This article explains how the discovery and monitoring of datanodes work. This is a function of the namenode.
Multicast discovery
Multicast discovery is the default. It works out of the box if there is only a Level-2 switch between the namenode and the datanodes. It needs tweaking if there is a router between the nodes, and it is not working if the network does not support multicast (e.g. the Amazon EC2 network does not).
It works as follows: The namenode sends multicast messages to
224.0.0.1:2728
, and hopes to get responses by the datanodes in the
network. All responding IP addresses are more closely checked. The
TTL value is set to 1 by default, i.e. routers cannot be passed.
This default works automatically for many users, but not for everybody. The following subsections will guide you through the configuration. If it turns out that multicasting does not work for you, the alternative is to enter the IP addresses of all datanodes directly into the configuration file. This is described at the end of this article.

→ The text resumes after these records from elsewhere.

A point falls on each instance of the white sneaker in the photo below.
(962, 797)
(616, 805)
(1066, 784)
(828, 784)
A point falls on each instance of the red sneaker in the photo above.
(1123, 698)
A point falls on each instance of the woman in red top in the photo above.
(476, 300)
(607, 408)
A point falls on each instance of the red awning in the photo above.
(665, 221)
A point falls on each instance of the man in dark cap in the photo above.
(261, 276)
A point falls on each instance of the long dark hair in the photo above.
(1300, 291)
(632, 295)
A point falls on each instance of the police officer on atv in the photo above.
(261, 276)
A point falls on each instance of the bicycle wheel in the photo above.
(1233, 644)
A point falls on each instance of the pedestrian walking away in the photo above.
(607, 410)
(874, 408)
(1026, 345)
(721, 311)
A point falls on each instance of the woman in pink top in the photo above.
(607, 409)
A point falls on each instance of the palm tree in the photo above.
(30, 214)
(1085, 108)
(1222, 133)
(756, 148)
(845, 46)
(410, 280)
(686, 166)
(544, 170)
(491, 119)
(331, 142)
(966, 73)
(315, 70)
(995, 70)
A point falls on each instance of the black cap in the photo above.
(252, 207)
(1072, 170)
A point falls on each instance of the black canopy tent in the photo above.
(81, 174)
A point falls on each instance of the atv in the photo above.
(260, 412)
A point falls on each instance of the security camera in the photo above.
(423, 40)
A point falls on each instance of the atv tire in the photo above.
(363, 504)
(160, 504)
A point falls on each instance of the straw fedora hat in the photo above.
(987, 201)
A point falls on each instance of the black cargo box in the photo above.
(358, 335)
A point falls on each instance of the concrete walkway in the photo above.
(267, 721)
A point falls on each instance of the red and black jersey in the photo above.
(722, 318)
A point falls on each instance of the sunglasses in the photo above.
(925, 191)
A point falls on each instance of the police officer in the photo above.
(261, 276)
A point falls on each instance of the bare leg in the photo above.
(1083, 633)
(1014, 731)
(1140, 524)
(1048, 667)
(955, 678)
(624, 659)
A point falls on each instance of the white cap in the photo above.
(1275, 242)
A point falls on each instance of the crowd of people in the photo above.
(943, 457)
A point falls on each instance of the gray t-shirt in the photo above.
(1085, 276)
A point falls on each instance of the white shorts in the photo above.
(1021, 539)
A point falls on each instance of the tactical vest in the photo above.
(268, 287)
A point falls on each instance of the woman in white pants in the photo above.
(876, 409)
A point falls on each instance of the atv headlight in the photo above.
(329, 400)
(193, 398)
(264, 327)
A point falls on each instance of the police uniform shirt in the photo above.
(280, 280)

There is another advantage of the multicast discovery: If more datanodes are added to the system, it is not necessary to restart the namenode. The new datanodes will automatically be found, and it is sufficient to enable them (with a command).
Inspect your network
If you are in a company network, you should ask the operator whether multicasting is possible and how.
If you are the operator, please note:
Especially check whether eth0 (or your default network device) has multicast enabled:
$ /sbin/ifconfig eth0
eth0 Link encap:Ethernet HWaddr bc:ae:c5:6c:b4:1e
inet addr:192.168.5.10 Bcast:192.168.5.255 Mask:255.255.255.0
inet6 addr: fe80::beae:c5ff:fe6c:b41e/64 Scope:Link
UP BROADCAST RUNNING MULTICAST MTU:1500 Metric:1
RX packets:645651689 errors:0 dropped:0 overruns:0 frame:0
TX packets:980018099 errors:0 dropped:4360 overruns:0 carrier:0
collisions:0 txqueuelen:1000
RX bytes:248979503115 (231.8 GiB) TX bytes:1133161951156 (1.0 TiB)

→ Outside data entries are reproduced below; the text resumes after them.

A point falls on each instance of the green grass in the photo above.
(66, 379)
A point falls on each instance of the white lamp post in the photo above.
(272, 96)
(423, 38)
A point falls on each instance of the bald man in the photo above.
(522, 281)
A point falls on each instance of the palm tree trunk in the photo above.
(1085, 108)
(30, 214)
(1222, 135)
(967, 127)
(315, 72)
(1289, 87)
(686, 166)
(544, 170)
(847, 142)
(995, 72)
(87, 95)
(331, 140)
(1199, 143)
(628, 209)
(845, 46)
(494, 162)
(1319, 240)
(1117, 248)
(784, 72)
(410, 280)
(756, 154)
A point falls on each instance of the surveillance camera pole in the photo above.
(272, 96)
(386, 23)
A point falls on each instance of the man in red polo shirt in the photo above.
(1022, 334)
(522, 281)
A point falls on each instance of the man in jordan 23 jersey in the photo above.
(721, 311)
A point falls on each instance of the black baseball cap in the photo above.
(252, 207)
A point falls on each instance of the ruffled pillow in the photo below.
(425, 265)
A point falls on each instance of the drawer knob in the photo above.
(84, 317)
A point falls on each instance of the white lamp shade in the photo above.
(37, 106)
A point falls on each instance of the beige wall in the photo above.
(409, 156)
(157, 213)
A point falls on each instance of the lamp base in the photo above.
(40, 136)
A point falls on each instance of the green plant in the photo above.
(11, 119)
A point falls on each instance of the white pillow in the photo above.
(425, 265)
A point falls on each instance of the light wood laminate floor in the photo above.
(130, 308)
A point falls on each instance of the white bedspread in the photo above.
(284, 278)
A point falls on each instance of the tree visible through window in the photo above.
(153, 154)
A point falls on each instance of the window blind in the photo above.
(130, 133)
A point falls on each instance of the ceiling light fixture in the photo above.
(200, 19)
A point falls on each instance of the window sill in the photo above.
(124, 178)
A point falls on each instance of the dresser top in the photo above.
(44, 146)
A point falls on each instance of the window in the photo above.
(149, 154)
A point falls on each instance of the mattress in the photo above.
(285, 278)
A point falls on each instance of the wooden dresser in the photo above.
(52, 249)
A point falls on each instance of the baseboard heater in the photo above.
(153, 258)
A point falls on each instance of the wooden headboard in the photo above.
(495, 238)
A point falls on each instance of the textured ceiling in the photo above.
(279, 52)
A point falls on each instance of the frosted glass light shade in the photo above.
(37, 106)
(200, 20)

Interrupt:251 Base address:0x6000
The keyword "MULTICAST" indicates this. Some devices do not support multicast (e.g. lo, and Wifi cards).
Also, there must be a route for "224.0.0.0/4" pointing to eth0. It is sufficient when the default route is set, e.g. when you have a line for "0.0.0.0" in
$ /sbin/route -n
Kernel IP routing table
Destination Gateway Genmask Flags Metric Ref Use Iface
192.168.5.0 0.0.0.0 255.255.255.0 U 0 0 0 eth0
0.0.0.0 192.168.5.1 0.0.0.0 UG 0 0 0 eth0
If there is no such line, you need to set a special route for multicast traffic:
$ /sbin/route add -net 224.0.0.0 netmask 240.0.0.0 dev eth0
Inspect the Plasma configuration
The configuration of the namenode is relevant here (namenode.conf).
Check the following settings (all in the datanodes
section):
discovery
: This parameter says to which IP address the
multicast messages are sent. The default is "224.0.0.1", which is
the "all site" address. This means that all hosts of the site are
automatically member of this group, or in other words, that messages
sent to this IP reach all hosts like a site-wide broadcast. In order
to change it, use the syntax
discovery { addr = "224.0.0.2" };
multicast_ttl
: This parameter limits the number of hops. You should
set this to n+1
when n
is the maximum number of routers between the
namenode and any datanode.After doing the necessary changes and redeploying, you should check the log files of the namenode to see if any datanodes are discovered. These messages look like
[Mon Jan 30 21:05:54 2012] [Nn_monitor] [info] Discovered datanode f758c8022530c
e0ea8c23b35f28dedb1 at 127.0.0.1:2728 with size 6553600 (enabled)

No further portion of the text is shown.